The fraud was discovered in September 2018. (FAC ¶ 24.) As a result of Hennessey's fraud, the Co-Op was forced to close and has been unable to pay its debts. (FAC ¶ 16; Ahlgren Decl. ¶ 8, Ex. G at 74.) In December 2018, the Co-Op executed an assignment (the "Assignment") with Erik Ahlgren for the benefit of the Co-Op's creditors. (FAC ¶ 7; Ahlgren Decl. ¶ 8, Ex. G at 74.) Pursuant to Minnesota Statutes, chapters 576 and 577, Ahlgren has committed to liquidating and administering the Co-Op's assets and may pursue any claim or remedy that could be asserted by the Co-Op or by a creditor of the Co-Op. (FAC ¶¶ 8, 10.) According to reports filed with the Assignment, the Co-Op has forty-three creditors, most of which are based in Minnesota. (Ahlgren Decl. ¶ 8, Ex. G at 81-82.) On February 14, 2019, Hennessey pleaded guilty to mail fraud and income tax evasion. (Id. ¶ 4, Ex. C at 41.)
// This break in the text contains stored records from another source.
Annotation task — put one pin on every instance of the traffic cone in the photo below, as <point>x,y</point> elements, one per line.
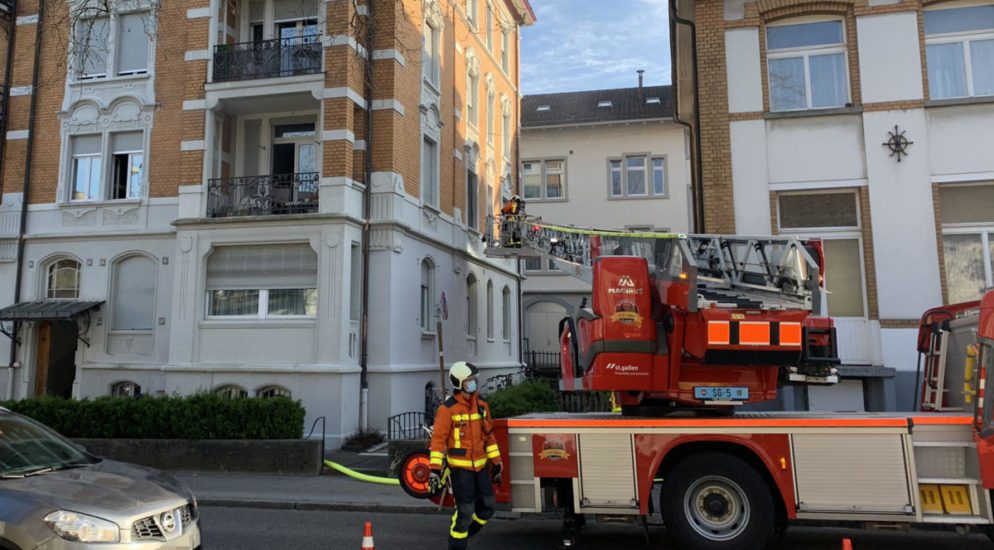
<point>367,537</point>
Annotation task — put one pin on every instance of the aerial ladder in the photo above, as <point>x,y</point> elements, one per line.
<point>683,322</point>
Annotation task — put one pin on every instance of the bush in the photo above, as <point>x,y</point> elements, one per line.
<point>526,397</point>
<point>200,416</point>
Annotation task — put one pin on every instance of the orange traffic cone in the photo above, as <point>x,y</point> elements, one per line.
<point>367,537</point>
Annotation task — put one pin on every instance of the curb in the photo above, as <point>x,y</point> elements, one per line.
<point>371,507</point>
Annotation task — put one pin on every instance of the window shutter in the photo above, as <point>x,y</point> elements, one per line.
<point>262,267</point>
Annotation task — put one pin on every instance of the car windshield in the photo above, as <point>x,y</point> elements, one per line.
<point>28,448</point>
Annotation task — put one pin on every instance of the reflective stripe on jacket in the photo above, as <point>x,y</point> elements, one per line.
<point>463,434</point>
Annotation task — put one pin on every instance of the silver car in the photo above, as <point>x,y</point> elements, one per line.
<point>54,496</point>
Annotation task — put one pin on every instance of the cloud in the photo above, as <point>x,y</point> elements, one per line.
<point>595,44</point>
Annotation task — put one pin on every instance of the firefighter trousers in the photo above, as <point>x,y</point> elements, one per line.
<point>474,505</point>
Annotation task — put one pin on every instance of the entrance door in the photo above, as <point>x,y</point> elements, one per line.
<point>55,366</point>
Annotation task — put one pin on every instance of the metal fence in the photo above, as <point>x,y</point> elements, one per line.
<point>263,195</point>
<point>280,57</point>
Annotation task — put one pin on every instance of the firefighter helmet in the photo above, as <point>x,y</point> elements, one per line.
<point>460,371</point>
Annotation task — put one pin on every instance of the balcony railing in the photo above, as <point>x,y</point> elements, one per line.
<point>263,195</point>
<point>267,59</point>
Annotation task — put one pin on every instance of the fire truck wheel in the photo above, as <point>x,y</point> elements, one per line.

The Assignment is listed as Exhibit F in paragraph 8 of the Ahlgren Declaration, but is marked as Exhibit G.

II. PROCEDURAL BACKGROUND

Ahlgren brought this action in Grant County District Court on May 24, 2019, alleging three Counts: (I) actual fraud pursuant to Minn. Stat. §§ 513.44(a)(1), 513.47; (II) constructive fraud pursuant to Minn. Stat. §§ 513.45(a), 513.47; and (III) unjust enrichment. (Notice of Removal ¶ 2, Ex. 1 ¶¶ 30-52, June 18, 2019, Docket No. 1.) On June 18, 2019, Defendants removed the case to this Court. (Id. at 6.) On June 24, 2019 Ahlgren filed an amended complaint. (FAC at 12.) Presently before the Court is Defendants' Motion to Dismiss the FAC for failure to state a claim pursuant to Rule 12(b)(6). (Mot. to Dismiss, July 15, 2019, Docket No. 16.)

DISCUSSION

I. STANDARD OF REVIEW

In reviewing a motion to dismiss under Federal Rule of Civil Procedure 12(b)(6), the Court considers all facts alleged in the complaint as true to determine if the complaint states a "claim to relief that is plausible on its face." Braden v. Wal-Mart Stores, Inc., 588 F.3d 585, 594 (8th Cir. 2009) (quoting Ashcroft v. Iqbal, 556 U.S. 662, 678 (2009)). "A claim has facial plausibility when the plaintiff pleads factual content that allows the court to draw the reasonable inference that the defendant is liable for the misconduct alleged." Iqbal, 556 U.S. at 678. Although the Court accepts the complaint's factual allegations as true and construes the complaint in a light most favorable to the plaintiff, it is "not bound to accept as true a legal conclusion couched as a factual allegation." Papasan v. Allain, 478 U.S. 265, 286 (1986)). In other words, a complaint "does not need detailed factual allegations" but must include more "than labels and conclusions, and a formulaic recitation of the elements" to meet the plausibility standard. Bell Atl. Corp. v. Twombly, 550 U.S. 544, 555 (2007).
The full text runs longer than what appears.